Creating A Healthy Pantry
It cannot be overemphasized how a balanced lifestyle nurtures the mind, body and soul! Eating healthy is easier when you have a well-stocked pantry full of good and nutritious staples. It’s less tempting to go out and eat fast food when you have the ingredients at home to make a delicious, flavourful meal. Here are some suggestions for a healthy kitchen:
- Whole Grains: Buy whole grain crackers, pasta, brown rice, bread and cereal for a healthier alternative to white flour products.
- Canned Goods: Yes, there are great canned goods out there that are low in fats and sugars: fruit (with added juice not syrup), salmon and tuna (for sandwiches or to use in salads), beans (fat free refried beans and black beans are rich in protein).
- Condiments: Low fat dressings are excellent for salads and dips. Also have on hand a variety of mustards, salsas, balsamic vinegar (drizzle on your favorite vegetables) and low fat peanut butter.
- Pasta Sauce: By adding your own vegetables, like zucchini and mushrooms, you are creating a healthy and quick dinner.
- Oatmeal: This comforting breakfast cereal is a ‘must have’ for any pantry, especially for those cold, early mornings.
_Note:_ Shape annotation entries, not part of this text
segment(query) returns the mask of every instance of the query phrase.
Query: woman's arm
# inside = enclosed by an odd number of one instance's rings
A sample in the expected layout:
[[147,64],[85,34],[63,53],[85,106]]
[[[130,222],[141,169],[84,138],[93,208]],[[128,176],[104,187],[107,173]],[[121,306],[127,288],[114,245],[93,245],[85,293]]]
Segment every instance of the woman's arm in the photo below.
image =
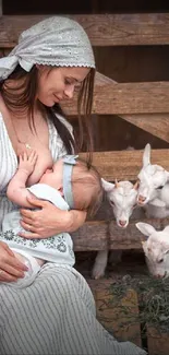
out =
[[20,233],[20,236],[26,239],[31,238],[49,238],[63,232],[74,232],[85,222],[85,211],[62,211],[48,201],[38,200],[28,197],[28,203],[33,209],[40,210],[29,211],[21,209],[21,225],[29,233]]
[[33,173],[35,163],[37,161],[37,154],[32,151],[29,156],[24,152],[19,157],[19,168],[15,175],[12,177],[7,189],[7,196],[10,201],[22,205],[24,208],[32,208],[27,198],[31,192],[26,189],[26,181],[28,176]]
[[0,282],[13,282],[24,277],[24,271],[27,271],[27,267],[14,256],[5,242],[0,241]]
Top it with fresh fruit, raisins or cinnamon for some added flavor.
- Sweet Potatoes: This Vitamin A rich food is a healthier choice than baker potatoes.
- Nuts and Seeds: Almonds, sunflower seeds and walnuts are the perfect snack food.
- For the refrigerator, stock with low fat yogurts, fresh fruit (cut, washed and ready to munch), hummus, fruit juice (no added sugar), bagged salad, fresh veggies, low fat cheeses and lean lunch meats. For the freezer, purchase boneless, skinless chicken breasts, salmon, chicken patties, frozen vegetables, ground turkey (extra lean) and frozen fruit (perfect for smoothies).
It takes time to change your eating habits, particularly if you have children, but it’s worth the effort! By eating a diet rich in vitamins and proteins, you are establishing a healthier lifestyle with long-term benefits.